The body is basically one piece with a separate front grille/bumper. The fit is not exact, so I glued it together before painting. The real car was a dark bluish black with prominent red pinstriping. I anticipated issues with the decals (see my comment later on in the review), so I ended up painting the body flat black from a rattle can, then applied some polish to give it a semi-gloss sheen. The grilles, front and rear, were hand-painted with Testors metallic aluminum, and the turn signals were painted with Gunze Clear Orange. There are two parachutes in the rear. I hand-painted these with Tamiya Light Gray. The rocket launchers behind the cockpit are chrome pieces, but since there were very visible round mold marks in front, I just used them as is. The jet exhaust in the back is a chrome piece on which I applied a flat black wash to highlight the ridge detail.
The interior builds up off the flat one-piece chassis floor. The seats and interior side panels attach to the floor but the dash attaches to the underside of the body. The seats, floor, and side panels were painted Tamiya German Gray for a bit of contrast (not much is visible when assembled). The dashboard is a chrome piece.
This is a curbside style kit, meaning there is no engine (the hood does not open). I glued some sheet plastic, painted flat black, on the floor of the chassis to avoid the “see-thru effect” caused by lack of engine and suspension detail. The chassis had lots of prominent circular mold marks which needed to be sanded off. There is a minimum of molded-in engine and suspension details.
The wheels and tires are one of the weaker elements of the kit design. The tires are two-piece styrene, not rubber or vinyl. The wheels are chromed spokes with molded-in Bat-shaped knock offs, for which a red decal is provided. The whole wheel/tire package appears too small. The wheels push onto a plastic axle to allow the model to roll, another example of the intended young audience the kit was designed for.
The windshield is two pieces of clear plastic, front and rear. It fits where it should, and the edges are raised to allow for a guide for painting the chrome trim. I used a silver Sharpie to accent the trim; chrome foil could also be used.
There are two figures provided, Batman and his sidekick Robin. Batman’s arms are separate pieces which attach to his torso once it is in the seat, so filling in the gaps that result when you position the arms on the steering wheel is difficult. I repositioned Robin’s arm since it doesn’t match up well to the top of the windshield where it’s meant to be posed.
The biggest issue with the kit is the decals. As previously mentioned, there are red pinstripes running along the middle of the body and wrapping around the front and rear.
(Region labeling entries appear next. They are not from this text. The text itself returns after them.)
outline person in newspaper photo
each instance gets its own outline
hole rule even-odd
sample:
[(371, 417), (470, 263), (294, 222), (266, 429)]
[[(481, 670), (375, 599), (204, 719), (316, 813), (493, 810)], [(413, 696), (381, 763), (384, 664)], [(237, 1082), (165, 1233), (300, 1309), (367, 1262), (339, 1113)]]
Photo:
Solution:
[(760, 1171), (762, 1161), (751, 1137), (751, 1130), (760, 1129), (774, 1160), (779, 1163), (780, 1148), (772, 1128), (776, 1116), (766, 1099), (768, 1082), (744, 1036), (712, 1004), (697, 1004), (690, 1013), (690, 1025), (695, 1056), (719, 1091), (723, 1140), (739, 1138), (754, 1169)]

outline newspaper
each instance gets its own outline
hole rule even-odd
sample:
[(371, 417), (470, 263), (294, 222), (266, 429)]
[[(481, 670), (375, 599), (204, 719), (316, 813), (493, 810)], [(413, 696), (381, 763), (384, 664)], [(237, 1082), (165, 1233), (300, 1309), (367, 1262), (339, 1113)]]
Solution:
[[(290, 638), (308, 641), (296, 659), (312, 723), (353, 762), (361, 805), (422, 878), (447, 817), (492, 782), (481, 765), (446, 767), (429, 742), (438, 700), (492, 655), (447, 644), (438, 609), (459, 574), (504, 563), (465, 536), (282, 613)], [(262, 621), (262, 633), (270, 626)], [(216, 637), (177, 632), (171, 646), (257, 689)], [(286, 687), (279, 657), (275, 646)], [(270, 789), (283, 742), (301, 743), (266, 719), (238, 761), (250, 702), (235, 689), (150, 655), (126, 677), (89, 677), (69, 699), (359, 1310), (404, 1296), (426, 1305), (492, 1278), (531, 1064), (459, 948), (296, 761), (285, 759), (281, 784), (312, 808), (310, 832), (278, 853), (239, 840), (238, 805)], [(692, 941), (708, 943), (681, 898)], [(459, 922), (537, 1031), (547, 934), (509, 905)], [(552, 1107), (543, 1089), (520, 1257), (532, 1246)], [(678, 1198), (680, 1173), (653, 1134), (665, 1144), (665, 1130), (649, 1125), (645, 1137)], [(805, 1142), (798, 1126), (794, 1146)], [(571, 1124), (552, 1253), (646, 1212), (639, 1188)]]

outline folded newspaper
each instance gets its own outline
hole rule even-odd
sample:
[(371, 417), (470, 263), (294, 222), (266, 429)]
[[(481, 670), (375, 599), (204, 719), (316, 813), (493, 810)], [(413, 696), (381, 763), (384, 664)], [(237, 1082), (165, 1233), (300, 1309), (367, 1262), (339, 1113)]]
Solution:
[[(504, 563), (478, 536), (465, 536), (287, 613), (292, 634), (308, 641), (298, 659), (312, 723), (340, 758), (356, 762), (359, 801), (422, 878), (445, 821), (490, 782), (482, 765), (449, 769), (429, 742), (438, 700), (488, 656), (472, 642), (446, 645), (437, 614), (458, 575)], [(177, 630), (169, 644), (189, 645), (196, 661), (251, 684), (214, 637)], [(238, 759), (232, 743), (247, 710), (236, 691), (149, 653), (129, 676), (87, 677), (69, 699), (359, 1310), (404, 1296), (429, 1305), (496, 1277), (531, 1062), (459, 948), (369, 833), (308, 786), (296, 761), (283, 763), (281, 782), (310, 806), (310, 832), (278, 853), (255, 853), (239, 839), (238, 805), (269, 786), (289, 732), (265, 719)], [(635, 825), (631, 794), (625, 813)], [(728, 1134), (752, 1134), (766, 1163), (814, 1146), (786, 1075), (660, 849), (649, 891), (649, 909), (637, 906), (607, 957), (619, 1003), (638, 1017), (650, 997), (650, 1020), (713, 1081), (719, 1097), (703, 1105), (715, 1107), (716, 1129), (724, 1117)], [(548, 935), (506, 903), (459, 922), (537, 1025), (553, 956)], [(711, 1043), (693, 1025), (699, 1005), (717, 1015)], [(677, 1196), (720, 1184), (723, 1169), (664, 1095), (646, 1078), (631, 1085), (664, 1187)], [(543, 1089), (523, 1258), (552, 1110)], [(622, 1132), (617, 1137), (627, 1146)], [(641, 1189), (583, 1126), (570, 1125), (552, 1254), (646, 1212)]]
There are over twenty separate pieces of this red trim on the decal sheet. I attempted to use them but they did not match up well and they did not adhere well, so I gave up about halfway through the process and did not use any pinstriping. I did use the red Batman logos in the middle of the doors and these went on okay.
If you are looking to build a detailed replica of this famous television car, you will need to do a lot of scratchbuilding and reworking to get it to look right. I assume most builders will opt instead for the newly released 1/25 kits of this car. If you want a bit of nostalgia, this kit provides any easy build and this version with the collectors tin and poster is great for your Batman collection.
Thanks to Round 2 and IPMS USA for the opportunity to build this classic reissue.